Shoe Sculpture

These Animals: Kinesthetic, etc.

My responses to my own work and to the artists I relate to have been multisensory and kinesthetic.  When they are good I can hear them, and taste them, and feel them all by only looking.  I want my pieces sing.  So I could talk about Hank Williams.  Hank worked in the popular vernacular of hillbilly music. He used a vocabulary and subjects of ordinary things always within a deceivingly simple formal structure, (like my belt & shoes).  His melodies and sentences float like exquisite lines (again like my belts and shoes). They are always within the simple structure of a two or three cord song.  There are surprising intersections like:

“I don’t care who thinks we’re silly, you be Daffy & I’ll be Dilly.  We’ll order up two bowls of chili settin the woods on fire.”  And “My hair’s still curly and my eyes are still blue.  Why don’t you love me like you used to do?”

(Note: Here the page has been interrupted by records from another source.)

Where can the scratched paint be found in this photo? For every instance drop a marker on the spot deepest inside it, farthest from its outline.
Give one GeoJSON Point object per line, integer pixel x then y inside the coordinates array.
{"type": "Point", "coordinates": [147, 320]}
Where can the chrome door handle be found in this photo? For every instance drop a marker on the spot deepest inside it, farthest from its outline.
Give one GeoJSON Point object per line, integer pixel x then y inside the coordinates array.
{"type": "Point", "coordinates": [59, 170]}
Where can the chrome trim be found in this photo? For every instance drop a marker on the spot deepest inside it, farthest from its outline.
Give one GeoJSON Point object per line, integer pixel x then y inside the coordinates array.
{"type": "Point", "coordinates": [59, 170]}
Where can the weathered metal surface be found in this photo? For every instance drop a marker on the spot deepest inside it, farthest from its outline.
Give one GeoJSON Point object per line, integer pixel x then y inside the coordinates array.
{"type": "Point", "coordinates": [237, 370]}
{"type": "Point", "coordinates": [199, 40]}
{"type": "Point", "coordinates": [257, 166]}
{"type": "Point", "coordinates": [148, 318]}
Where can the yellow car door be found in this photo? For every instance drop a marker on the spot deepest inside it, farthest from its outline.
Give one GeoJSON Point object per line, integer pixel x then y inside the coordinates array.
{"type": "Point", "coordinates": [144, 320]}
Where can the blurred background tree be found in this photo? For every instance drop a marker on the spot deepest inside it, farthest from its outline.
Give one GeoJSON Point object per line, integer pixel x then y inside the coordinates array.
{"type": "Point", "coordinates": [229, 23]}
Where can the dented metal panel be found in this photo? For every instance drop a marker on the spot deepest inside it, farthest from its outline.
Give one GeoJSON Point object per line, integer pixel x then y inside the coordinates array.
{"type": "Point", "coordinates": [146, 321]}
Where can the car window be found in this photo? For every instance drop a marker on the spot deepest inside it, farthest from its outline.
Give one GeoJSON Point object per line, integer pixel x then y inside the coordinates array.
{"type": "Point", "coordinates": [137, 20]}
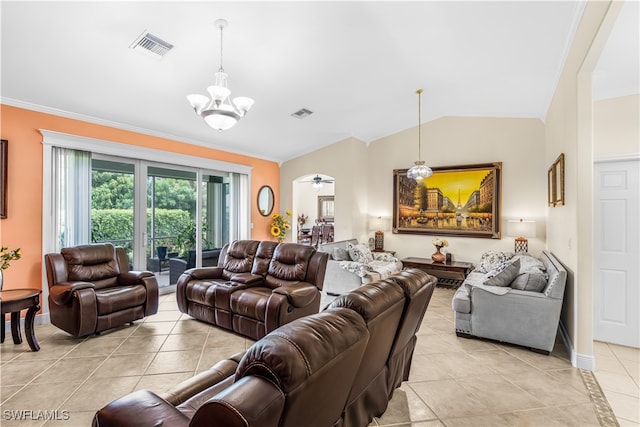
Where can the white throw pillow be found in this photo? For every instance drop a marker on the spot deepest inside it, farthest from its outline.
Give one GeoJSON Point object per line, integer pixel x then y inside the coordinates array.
{"type": "Point", "coordinates": [360, 253]}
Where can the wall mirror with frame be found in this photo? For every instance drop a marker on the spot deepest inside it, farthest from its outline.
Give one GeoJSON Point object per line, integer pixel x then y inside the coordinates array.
{"type": "Point", "coordinates": [326, 210]}
{"type": "Point", "coordinates": [265, 200]}
{"type": "Point", "coordinates": [555, 182]}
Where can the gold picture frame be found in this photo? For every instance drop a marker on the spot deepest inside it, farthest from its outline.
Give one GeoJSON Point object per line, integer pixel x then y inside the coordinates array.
{"type": "Point", "coordinates": [455, 201]}
{"type": "Point", "coordinates": [555, 182]}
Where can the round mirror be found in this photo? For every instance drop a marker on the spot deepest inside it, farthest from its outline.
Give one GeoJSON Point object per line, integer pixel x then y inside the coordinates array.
{"type": "Point", "coordinates": [265, 200]}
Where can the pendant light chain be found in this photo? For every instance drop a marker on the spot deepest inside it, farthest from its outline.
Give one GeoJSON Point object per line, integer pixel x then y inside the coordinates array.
{"type": "Point", "coordinates": [419, 92]}
{"type": "Point", "coordinates": [221, 44]}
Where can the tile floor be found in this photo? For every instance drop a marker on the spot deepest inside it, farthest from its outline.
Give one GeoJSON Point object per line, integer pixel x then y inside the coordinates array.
{"type": "Point", "coordinates": [454, 381]}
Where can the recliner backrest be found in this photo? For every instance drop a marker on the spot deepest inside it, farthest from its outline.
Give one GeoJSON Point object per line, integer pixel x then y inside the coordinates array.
{"type": "Point", "coordinates": [381, 305]}
{"type": "Point", "coordinates": [97, 264]}
{"type": "Point", "coordinates": [289, 264]}
{"type": "Point", "coordinates": [312, 364]}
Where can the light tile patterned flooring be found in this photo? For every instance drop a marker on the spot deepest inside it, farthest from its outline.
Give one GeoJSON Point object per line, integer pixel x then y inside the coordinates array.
{"type": "Point", "coordinates": [454, 381]}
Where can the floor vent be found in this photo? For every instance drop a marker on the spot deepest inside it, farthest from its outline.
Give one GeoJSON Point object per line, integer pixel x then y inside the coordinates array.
{"type": "Point", "coordinates": [302, 113]}
{"type": "Point", "coordinates": [151, 45]}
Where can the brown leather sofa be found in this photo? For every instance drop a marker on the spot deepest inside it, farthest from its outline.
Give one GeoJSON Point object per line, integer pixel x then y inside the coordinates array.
{"type": "Point", "coordinates": [91, 289]}
{"type": "Point", "coordinates": [332, 368]}
{"type": "Point", "coordinates": [256, 287]}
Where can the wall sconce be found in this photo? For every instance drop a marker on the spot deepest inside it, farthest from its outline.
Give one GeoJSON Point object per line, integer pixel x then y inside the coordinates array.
{"type": "Point", "coordinates": [523, 229]}
{"type": "Point", "coordinates": [378, 225]}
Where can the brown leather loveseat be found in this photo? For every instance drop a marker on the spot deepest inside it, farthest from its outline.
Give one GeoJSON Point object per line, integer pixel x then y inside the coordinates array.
{"type": "Point", "coordinates": [91, 289]}
{"type": "Point", "coordinates": [338, 367]}
{"type": "Point", "coordinates": [256, 287]}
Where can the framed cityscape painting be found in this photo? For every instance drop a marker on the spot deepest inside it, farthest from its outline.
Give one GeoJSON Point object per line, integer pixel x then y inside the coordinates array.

These are all things that I have seen or felt directly within my work.  A “surprising intersection” would be the meeting of a high-heeled pump and a leather belt turning into an eye socket and an ear.  When I was working on these pieces I began to deliberately try to find things that could not possibly work for the place that I was going.  And I found out that almost always with a little improvisation and a different “viewpoint”, I came up with a “perfectly logical dislocation.” The same thing as the surprising intersection)

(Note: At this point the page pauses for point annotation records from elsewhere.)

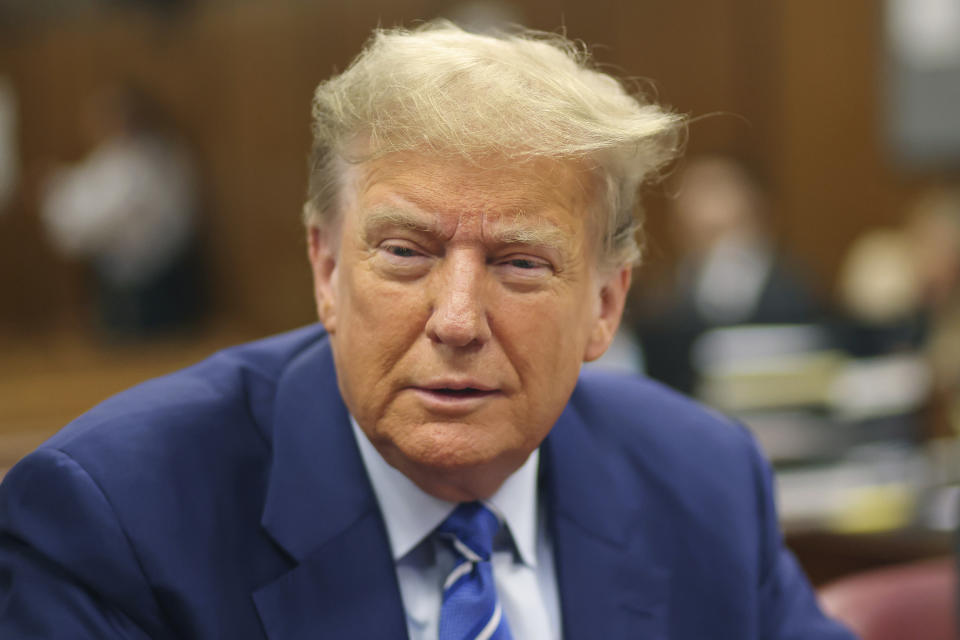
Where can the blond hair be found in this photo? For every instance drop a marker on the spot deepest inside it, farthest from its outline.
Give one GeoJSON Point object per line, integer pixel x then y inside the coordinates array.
{"type": "Point", "coordinates": [440, 90]}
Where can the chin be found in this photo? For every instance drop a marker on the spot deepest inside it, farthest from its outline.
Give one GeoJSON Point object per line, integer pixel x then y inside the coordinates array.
{"type": "Point", "coordinates": [453, 448]}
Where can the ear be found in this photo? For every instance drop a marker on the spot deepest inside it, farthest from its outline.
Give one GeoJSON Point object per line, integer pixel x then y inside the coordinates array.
{"type": "Point", "coordinates": [612, 296]}
{"type": "Point", "coordinates": [322, 251]}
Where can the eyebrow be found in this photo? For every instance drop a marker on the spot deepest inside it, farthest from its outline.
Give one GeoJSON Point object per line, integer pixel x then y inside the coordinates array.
{"type": "Point", "coordinates": [516, 230]}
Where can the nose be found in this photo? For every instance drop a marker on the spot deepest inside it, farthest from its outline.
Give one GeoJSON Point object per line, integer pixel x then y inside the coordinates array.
{"type": "Point", "coordinates": [458, 317]}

The great jazz pianist, Thelonius Monk is another connection that I have felt a number of times. There is a more complicated formal structures but the same exquisite floating lines and logical dislocations. And, with a lot less improvisation, just as much surprise, and a large dose of zany humor is another connection: Spike Jones.  I like the way his seriously supercharged humor comes close to anarchy and yet always careens back within the structure.  These are all parallel and kinesthetic responses to my work and theirs.